Two Membrane-Associated Tyrosine Phosphatase Homologs Potentiate C. elegans AKT-1/PKB Signaling

Abstract

Akt/protein kinase B (PKB) functions in conserved signaling cascades that regulate growth and metabolism. In humans, Akt/PKB is dysregulated in diabetes and cancer; in Caenorhabditis elegans, Akt/PKB functions in an insulin-like signaling pathway to regulate larval development. To identify molecules that modulate C. elegans Akt/PKB signaling, we performed a genetic screen for enhancers of the akt-1 mutant phenotype (eak). We report the analysis of three eak genes. eak-6 and eak-5/sdf-9 encode protein tyrosine phosphatase homologs; eak-4 encodes a novel protein with an N-myristoylation signal. All three genes are expressed primarily in the two endocrine XXX cells, and their predicted gene products localize to the plasma membrane. Genetic evidence indicates that these proteins function in parallel to AKT-1 to inhibit the FoxO transcription factor DAF-16. These results define two membrane-associated protein tyrosine phosphatase homologs that may potentiate C. elegans Akt/PKB signaling by cell autonomous and cell nonautonomous mechanisms. Similar molecules may modulate Akt/PKB signaling in human endocrine tissues. Insulin and insulin-like growth factor (IGF) signaling regulates critical physiological processes in a wide variety of multicellular organisms. In humans, dysregulation of IGF signaling underlies the pathogenesis of cancer and diabetes. In the nematode Caenorhabditis elegans, the DAF-2 insulin-like pathway regulates development, metabolism, and longevity. All known components of DAF-2 insulin-like signaling are structurally and functionally conserved in mammals, suggesting that insights gained from studying this pathway in C. elegans may shed light on pathogenetic mechanisms underlying cancer and diabetes.

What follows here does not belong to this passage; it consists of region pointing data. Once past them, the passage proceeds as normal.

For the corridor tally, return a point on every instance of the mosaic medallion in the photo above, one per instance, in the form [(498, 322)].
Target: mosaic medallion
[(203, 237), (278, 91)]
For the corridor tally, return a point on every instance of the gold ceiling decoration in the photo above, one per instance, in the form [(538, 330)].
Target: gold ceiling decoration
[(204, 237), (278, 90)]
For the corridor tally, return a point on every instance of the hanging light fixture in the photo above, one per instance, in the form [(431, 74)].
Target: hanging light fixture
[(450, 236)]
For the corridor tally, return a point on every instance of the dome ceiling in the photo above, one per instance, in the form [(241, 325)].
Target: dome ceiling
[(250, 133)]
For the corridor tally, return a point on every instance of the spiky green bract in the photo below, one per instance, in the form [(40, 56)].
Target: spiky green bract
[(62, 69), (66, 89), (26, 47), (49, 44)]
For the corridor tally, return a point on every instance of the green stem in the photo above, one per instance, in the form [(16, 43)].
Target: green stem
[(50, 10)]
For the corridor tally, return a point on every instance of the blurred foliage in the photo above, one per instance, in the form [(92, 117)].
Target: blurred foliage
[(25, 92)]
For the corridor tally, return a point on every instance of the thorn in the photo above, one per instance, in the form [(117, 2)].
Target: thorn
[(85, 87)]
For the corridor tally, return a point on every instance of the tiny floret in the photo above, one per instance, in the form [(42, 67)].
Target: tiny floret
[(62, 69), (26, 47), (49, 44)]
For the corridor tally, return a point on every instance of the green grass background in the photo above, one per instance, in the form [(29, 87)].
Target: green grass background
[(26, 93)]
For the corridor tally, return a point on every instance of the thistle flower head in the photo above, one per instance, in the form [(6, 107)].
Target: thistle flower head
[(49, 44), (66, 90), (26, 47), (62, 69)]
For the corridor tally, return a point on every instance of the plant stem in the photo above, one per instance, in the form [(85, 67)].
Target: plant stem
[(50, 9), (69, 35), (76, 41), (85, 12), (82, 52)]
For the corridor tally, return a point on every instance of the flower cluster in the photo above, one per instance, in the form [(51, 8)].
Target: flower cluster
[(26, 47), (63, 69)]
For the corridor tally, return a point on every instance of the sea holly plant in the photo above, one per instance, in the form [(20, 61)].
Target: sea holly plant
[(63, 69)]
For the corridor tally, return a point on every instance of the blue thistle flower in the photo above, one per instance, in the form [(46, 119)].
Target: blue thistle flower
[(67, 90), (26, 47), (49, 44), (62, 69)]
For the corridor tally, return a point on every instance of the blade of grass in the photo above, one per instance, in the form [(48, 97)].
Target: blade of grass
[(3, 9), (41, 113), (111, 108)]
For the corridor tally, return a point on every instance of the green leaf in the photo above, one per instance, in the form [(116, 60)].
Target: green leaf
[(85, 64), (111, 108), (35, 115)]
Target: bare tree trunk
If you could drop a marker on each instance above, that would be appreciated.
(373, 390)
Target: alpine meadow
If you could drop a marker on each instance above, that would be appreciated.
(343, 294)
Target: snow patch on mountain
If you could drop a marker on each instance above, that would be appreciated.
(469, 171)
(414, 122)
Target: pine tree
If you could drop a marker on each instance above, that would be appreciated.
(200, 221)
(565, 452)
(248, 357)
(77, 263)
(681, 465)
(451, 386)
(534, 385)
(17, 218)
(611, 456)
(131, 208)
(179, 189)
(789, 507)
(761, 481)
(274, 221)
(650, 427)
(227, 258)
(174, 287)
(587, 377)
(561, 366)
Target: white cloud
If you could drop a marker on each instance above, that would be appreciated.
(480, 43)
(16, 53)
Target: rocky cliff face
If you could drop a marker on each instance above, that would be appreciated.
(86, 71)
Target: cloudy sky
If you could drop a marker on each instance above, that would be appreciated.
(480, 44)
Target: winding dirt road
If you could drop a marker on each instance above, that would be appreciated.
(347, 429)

In this study, the authors describe a genetic screen designed to identify novel components of DAF-2 insulin-like signaling in C. elegans. They have characterized three genes that may encode parts of a novel multimolecular membrane-associated complex that potentiates DAF-2 insulin-like signaling in two neuroendocrine cells, the XXX cells. Two of these genes encode proteins similar to mammalian protein tyrosine phosphatases. These results suggest that protein tyrosine phosphatase–like molecules may transduce IGF signals in mammalian endocrine cells and highlight the role of endocrine circuits in the pathogenesis of cancer and diabetes.